Re: [PATCH RFC 3/3] nvme: delay failover by command quiesce timeout
From: Sagi Grimberg
Date: Tue Apr 15 2025 - 17:07:29 EST
On 15/04/2025 15:11, Daniel Wagner wrote:
On Tue, Apr 15, 2025 at 01:28:15AM +0300, Sagi Grimberg wrote:
+void nvme_schedule_failover(struct nvme_ctrl *ctrl)
+{
+ unsigned long delay;
+
+ if (ctrl->cqt)
+ delay = msecs_to_jiffies(ctrl->cqt);
+ else
+ delay = ctrl->kato * HZ;
I thought that delay = m * ctrl->kato + ctrl->cqt
where m = ctrl->ctratt & NVME_CTRL_ATTR_TBKAS ? 3 : 2
no?
This was said before, but if we are going to always start waiting for kato
for failover purposes,
we first need a patch that prevent kato from being arbitrarily long.

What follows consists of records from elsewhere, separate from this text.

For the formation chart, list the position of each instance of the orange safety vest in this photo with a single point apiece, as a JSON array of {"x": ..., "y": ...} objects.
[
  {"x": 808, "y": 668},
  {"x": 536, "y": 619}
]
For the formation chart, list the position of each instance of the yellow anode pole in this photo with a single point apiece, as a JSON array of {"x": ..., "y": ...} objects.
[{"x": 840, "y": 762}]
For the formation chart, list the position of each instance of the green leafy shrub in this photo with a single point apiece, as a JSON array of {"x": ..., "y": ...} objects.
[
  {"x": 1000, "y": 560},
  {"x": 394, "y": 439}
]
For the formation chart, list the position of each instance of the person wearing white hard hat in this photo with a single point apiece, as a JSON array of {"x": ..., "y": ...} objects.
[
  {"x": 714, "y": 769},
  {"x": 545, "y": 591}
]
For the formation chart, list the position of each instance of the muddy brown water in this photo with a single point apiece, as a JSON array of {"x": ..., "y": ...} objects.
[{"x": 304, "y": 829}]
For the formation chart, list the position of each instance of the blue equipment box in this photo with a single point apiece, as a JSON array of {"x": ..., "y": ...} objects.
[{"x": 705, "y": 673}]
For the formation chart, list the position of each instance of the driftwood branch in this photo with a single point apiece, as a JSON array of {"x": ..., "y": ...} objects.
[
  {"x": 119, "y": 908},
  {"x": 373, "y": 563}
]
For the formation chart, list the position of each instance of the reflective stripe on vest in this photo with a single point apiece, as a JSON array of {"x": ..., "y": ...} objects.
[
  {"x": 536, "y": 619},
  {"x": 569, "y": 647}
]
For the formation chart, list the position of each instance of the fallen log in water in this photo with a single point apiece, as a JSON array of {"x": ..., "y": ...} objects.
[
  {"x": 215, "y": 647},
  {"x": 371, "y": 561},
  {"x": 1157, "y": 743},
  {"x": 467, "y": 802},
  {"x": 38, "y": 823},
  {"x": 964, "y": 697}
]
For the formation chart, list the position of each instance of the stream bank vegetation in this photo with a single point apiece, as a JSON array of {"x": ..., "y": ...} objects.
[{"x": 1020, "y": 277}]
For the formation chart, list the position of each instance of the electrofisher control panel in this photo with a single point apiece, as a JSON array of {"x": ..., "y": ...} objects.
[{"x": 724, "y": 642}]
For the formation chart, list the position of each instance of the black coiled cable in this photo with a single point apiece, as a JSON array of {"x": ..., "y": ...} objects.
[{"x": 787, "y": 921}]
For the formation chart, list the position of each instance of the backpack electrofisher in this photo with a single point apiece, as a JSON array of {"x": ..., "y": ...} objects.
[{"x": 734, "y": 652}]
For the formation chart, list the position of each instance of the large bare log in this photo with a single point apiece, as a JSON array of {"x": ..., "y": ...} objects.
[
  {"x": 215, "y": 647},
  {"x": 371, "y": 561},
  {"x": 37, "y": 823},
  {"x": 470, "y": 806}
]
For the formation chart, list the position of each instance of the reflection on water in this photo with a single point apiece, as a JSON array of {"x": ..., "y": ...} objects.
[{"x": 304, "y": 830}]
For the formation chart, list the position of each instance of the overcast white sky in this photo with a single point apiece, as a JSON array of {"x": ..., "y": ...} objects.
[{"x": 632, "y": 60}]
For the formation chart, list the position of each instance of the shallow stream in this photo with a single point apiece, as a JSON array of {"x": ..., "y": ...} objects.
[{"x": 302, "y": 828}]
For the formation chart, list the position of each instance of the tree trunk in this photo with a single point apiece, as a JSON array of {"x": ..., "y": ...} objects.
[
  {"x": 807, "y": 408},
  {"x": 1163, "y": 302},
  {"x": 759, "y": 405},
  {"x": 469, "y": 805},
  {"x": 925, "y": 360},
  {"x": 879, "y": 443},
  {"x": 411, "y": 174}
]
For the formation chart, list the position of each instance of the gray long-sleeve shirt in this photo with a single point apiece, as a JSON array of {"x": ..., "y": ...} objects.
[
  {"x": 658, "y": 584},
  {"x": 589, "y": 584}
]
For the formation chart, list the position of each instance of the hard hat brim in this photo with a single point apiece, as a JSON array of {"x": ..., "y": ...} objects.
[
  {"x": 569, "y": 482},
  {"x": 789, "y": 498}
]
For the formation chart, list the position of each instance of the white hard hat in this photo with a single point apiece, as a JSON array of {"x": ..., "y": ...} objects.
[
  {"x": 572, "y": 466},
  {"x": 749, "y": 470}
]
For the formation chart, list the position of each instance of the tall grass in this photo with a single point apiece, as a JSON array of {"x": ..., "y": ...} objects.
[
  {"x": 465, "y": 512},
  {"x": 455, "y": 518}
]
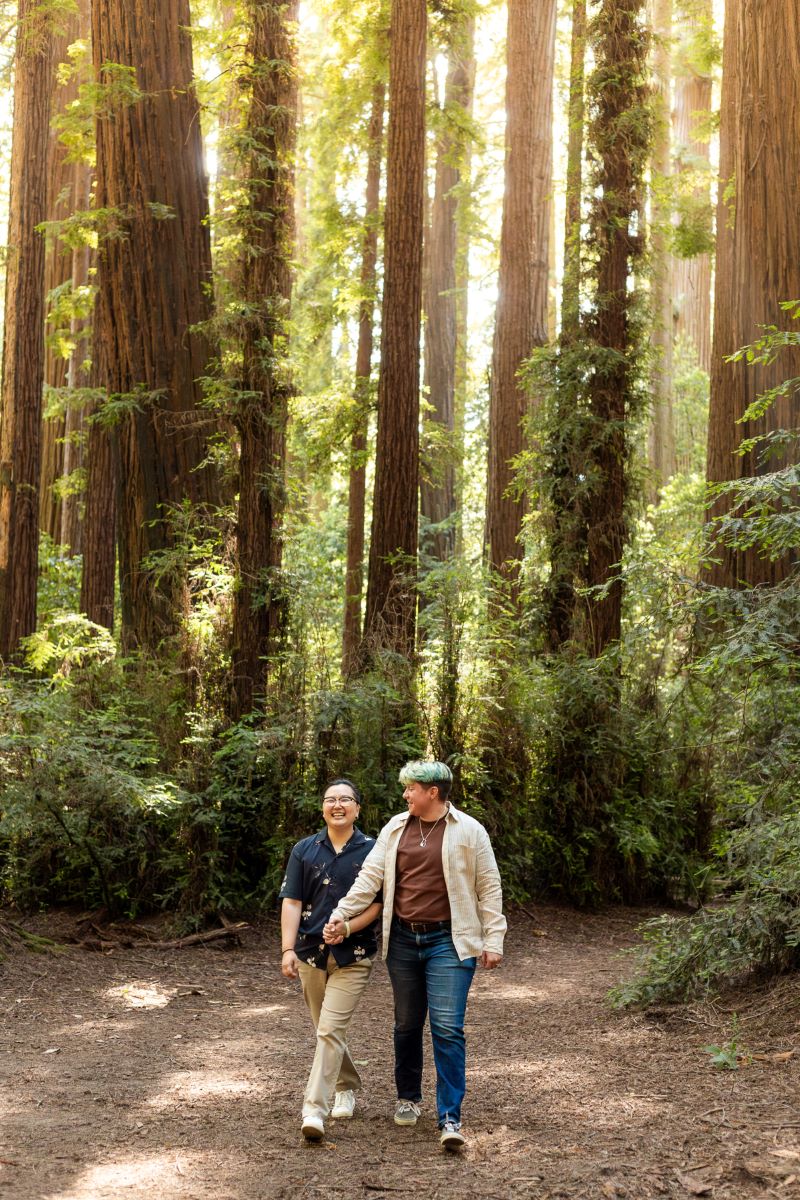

That should be addressed with the cross controller reset (CCR).
CCR is a better solution as it is explicit, and faster.
The KATO*n
+ CQT is the upper limit for the target recovery. As soon we have CCR,
the recovery delay is reduced to the time the CCR exchange takes.
What I meant was that the user can no longer set kato to be arbitrarily
long when we
now introduce failover dependency on it.
We need to set a sane maximum value that will failover in a reasonable
timeframe.
In other words, kato cannot be allowed to be set by the user to 60
minutes. While we didn't
care about it before, now it means that failover may take 60+ minutes.
Hence, my request to set kato to a max absolute value of seconds. My
vote was 10 (2x of the default),
but we can also go with 30.